Search code examples
xmlxsltxslt-2.0

XSLT analyze string split part of mixedContent into new element


Text version

XML Source contains a mixedContent-Element named paragraph. Most of the time the content starts with a number in brackets, e.g. (1). The number is always the first (part of a) text node.

XML Target handles this specific number in a seperate element named counter.

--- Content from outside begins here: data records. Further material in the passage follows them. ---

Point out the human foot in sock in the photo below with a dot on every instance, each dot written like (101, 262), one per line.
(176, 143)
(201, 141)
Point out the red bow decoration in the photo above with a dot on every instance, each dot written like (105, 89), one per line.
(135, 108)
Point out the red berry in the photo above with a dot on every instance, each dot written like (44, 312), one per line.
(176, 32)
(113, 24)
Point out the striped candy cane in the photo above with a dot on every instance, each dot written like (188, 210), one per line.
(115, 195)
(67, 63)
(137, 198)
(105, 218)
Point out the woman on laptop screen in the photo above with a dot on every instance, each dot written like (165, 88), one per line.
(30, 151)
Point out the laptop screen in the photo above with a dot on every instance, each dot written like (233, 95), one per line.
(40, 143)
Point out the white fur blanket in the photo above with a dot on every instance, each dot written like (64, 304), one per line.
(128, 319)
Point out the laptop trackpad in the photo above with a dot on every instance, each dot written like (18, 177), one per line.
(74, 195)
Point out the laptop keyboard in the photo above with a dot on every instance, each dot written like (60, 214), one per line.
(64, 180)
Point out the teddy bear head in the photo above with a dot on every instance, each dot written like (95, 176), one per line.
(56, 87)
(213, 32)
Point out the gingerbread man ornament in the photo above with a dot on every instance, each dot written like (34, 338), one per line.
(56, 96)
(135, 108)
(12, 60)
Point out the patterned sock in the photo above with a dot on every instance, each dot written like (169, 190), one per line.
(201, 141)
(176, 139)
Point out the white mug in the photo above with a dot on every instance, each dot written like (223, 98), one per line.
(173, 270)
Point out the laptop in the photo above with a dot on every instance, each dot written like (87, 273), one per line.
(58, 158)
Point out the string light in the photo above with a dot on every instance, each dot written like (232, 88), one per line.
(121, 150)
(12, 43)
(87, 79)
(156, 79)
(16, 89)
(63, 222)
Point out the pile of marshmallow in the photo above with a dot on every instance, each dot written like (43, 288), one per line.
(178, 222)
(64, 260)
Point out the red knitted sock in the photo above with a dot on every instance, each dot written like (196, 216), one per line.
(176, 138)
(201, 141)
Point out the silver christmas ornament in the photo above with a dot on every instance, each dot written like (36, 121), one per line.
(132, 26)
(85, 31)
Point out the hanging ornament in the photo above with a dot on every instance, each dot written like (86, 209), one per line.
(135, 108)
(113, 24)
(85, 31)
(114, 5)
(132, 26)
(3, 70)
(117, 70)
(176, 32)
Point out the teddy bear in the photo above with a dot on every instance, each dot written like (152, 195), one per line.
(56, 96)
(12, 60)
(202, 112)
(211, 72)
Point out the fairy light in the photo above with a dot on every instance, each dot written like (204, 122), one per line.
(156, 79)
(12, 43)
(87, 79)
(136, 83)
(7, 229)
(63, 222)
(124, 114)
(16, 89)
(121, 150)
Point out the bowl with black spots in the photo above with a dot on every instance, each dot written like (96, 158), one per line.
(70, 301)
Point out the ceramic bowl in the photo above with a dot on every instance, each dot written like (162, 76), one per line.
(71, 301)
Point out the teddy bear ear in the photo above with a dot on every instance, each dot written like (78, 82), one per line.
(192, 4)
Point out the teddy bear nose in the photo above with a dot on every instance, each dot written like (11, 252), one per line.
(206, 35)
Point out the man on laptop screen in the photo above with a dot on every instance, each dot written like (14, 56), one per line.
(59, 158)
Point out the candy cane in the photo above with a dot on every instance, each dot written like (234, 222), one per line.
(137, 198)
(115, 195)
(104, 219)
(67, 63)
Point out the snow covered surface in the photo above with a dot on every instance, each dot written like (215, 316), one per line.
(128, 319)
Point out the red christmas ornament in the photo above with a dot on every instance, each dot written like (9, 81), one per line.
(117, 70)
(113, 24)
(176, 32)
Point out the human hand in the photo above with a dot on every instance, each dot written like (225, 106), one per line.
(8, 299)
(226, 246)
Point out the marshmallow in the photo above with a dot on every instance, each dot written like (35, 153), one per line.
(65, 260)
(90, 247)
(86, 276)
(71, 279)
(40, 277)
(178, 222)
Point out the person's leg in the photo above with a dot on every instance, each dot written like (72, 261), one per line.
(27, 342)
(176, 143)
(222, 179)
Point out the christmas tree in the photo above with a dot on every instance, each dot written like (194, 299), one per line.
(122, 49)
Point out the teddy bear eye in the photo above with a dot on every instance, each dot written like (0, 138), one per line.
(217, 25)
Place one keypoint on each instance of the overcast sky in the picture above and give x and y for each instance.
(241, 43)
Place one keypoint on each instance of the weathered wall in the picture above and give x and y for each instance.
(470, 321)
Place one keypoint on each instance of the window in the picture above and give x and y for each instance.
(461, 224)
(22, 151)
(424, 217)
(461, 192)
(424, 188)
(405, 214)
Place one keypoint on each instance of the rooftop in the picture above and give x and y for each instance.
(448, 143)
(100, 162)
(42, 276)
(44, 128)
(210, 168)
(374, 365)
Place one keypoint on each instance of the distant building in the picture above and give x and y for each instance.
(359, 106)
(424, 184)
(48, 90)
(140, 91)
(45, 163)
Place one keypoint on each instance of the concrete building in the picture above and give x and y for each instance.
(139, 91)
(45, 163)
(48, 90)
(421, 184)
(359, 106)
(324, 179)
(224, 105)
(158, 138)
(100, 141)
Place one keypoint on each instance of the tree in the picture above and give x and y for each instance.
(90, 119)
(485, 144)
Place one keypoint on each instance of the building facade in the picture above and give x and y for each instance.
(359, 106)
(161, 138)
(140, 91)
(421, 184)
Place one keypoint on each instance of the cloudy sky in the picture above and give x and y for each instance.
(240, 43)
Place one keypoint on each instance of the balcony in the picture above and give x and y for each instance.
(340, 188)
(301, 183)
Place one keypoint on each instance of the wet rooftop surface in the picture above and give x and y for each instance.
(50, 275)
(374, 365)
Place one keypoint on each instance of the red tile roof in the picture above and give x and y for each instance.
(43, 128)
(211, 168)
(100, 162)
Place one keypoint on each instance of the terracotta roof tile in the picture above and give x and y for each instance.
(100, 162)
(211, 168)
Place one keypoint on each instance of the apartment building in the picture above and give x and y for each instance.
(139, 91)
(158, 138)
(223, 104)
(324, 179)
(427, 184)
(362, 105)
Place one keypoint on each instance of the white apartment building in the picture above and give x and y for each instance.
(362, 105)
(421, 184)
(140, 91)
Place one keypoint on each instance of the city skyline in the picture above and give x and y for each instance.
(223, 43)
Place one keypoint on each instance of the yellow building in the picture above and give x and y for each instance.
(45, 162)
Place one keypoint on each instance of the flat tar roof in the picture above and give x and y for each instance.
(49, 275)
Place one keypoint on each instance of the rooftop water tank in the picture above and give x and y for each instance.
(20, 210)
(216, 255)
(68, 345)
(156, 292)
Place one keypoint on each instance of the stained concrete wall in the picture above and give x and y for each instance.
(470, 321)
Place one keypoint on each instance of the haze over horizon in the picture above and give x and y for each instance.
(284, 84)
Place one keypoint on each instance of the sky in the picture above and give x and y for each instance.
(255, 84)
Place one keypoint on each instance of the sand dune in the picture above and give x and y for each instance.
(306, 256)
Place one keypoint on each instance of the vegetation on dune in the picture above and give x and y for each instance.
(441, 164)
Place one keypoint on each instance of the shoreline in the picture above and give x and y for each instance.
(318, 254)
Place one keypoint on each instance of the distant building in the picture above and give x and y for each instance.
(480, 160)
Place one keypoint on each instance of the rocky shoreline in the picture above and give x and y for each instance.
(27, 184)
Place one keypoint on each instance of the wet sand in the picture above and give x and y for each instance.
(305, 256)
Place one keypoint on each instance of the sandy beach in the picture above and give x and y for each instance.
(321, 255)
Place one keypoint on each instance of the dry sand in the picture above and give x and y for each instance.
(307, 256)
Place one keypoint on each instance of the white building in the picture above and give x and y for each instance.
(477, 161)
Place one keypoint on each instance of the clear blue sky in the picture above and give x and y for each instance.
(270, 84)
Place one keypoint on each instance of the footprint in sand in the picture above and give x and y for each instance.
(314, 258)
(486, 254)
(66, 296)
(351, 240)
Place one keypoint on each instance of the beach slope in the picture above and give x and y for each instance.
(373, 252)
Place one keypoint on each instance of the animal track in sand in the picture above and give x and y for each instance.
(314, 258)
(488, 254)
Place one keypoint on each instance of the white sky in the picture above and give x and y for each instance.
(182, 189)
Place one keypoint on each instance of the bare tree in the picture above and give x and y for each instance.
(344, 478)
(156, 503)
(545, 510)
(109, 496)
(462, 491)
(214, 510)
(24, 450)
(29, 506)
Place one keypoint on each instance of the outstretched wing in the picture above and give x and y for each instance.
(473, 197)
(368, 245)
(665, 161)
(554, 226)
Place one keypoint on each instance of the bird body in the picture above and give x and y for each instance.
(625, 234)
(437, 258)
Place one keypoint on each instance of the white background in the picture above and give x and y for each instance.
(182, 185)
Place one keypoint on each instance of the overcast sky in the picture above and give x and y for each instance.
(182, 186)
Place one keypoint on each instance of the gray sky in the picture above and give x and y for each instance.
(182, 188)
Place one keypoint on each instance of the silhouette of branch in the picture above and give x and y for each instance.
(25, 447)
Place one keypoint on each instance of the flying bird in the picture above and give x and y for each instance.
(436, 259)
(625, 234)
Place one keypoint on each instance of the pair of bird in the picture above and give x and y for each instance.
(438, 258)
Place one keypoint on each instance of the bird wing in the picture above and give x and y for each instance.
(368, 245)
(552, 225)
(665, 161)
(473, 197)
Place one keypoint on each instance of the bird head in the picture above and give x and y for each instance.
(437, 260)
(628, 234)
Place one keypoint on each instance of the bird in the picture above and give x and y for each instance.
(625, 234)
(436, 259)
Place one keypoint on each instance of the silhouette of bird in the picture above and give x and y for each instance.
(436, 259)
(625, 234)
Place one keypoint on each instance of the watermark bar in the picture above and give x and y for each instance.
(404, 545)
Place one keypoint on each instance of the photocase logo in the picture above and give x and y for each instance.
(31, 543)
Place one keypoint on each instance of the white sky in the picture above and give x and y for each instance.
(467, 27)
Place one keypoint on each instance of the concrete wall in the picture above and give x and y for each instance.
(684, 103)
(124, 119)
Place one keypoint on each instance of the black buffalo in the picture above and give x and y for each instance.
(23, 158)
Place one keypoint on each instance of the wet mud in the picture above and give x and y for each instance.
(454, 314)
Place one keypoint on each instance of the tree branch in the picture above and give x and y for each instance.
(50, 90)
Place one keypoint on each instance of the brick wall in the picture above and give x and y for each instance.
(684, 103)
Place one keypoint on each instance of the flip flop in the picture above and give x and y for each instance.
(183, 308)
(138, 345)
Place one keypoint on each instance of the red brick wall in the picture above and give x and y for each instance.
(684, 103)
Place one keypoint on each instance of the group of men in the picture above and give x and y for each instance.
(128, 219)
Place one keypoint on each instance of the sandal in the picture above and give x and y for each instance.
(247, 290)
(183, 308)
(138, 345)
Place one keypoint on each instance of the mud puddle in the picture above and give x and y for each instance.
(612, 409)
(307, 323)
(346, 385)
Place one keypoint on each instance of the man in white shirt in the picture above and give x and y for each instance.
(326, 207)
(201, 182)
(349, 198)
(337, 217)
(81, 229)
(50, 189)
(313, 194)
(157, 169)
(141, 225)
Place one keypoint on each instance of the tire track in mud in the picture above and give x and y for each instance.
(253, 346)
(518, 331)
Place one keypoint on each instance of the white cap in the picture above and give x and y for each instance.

How to process paragraph in an efficient way?

Example number masks

(1)
(0...9)
[0...9]
{:digits:}

Example paragraph source

<paragraphs>
    <paragraph>(1) text <try>1</try> <italic>italic</italic> stuff</paragraph>
    <paragraph>[2] text <try>2</try> <italic>italic</italic> stuff</paragraph>
    <paragraph>{123} text <try>3</try> <italic>italic</italic> stuff</paragraph>
    <paragraph>text <try>4</try> <italic>italic</italic> stuff</paragraph>   
</paragraphs>

Example paragraph target

<paragraphs>    
    <frame>
        <counter>(1)</counter>
        <paragraph>text <try>1</try> <italic>italic</italic> stuff</paragraph>
    </frame>
    <frame>
        <counter>[2]</counter>
        <paragraph>text <try>2</try> <italic>italic</italic> stuff</paragraph>
    </frame>
    <frame>
        <counter>{123}</counter>
        <paragraph>text <try>3</try> <italic>italic</italic> stuff</paragraph>
    </frame>
    <frame>
        <paragraph>text <try>4</try> <italic>italic</italic> stuff</paragraph>
    </frame>
 </paragraphs>

not(functional) part

<xsl:template match="paragraph">
    <frame>
        <xsl:analyze-string select="." regex="(^[^\s]+)"><!-- TODO: select digits instead of the first whitespace! -->
            <xsl:matching-substring>
                <xsl:element name="counter">
                    <xsl:value-of select="regex-group(1)" />
                </xsl:element>
            </xsl:matching-substring>
        </xsl:analyze-string>
        <paragraph>
            <xsl:apply-templates/><!-- TODO: everything but not the part of regex-group(1) + whitespace-character -->
        </paragraph>
    </frame>
</xsl:template>

I stopped working on this template because maybe there is a better solution to tackle this problem.

Any help is appreciated.


Solution

  • If you simply need to extract the two parts from the very first child node that is a text node then I think the following does that:

    <xsl:stylesheet xmlns:xsl="http://www.w3.org/1999/XSL/Transform"
        xmlns:xs="http://www.w3.org/2001/XMLSchema" exclude-result-prefixes="xs" version="2.0">
    
        <xsl:param name="counter-pattern" as="xs:string">^(\([0-9+]\)|\[[0-9]+\]|\{[0-9]+\})</xsl:param>
    
        <xsl:template match="@* | node()" mode="#all">
            <xsl:copy>
                <xsl:apply-templates select="@* | node()" mode="#current"/>
            </xsl:copy>
        </xsl:template>
    
        <xsl:template match="paragraph">
            <frame>
                <xsl:apply-templates select="." mode="counter"/>
            </frame>
        </xsl:template>
    
        <xsl:template match="paragraph[node()[1][self::text()[matches(., $counter-pattern)]]]"
            mode="counter">
            <xsl:variable name="components" as="xs:string*">
                <xsl:analyze-string select="node()[1]" regex="{$counter-pattern}">
                    <xsl:matching-substring>
                        <xsl:sequence select="."/>
                    </xsl:matching-substring>
                    <xsl:non-matching-substring>
                        <xsl:sequence select="."/>
                    </xsl:non-matching-substring>
                </xsl:analyze-string>
            </xsl:variable>
            <counter>
                <xsl:value-of select="$components[1]"/>
            </counter>
            <xsl:copy>
                <xsl:value-of select="$components[2]"/>
                <xsl:apply-templates select="node()[position() gt 1]"/>
            </xsl:copy>
        </xsl:template>
    
    </xsl:stylesheet>
    

    You might want to use <xsl:value-of select="replace($components[2], '^\s+', '')"/> instead of <xsl:value-of select="$components[2]"/> if the white space between the counter and the following text is not supposed to show up in the paragraph.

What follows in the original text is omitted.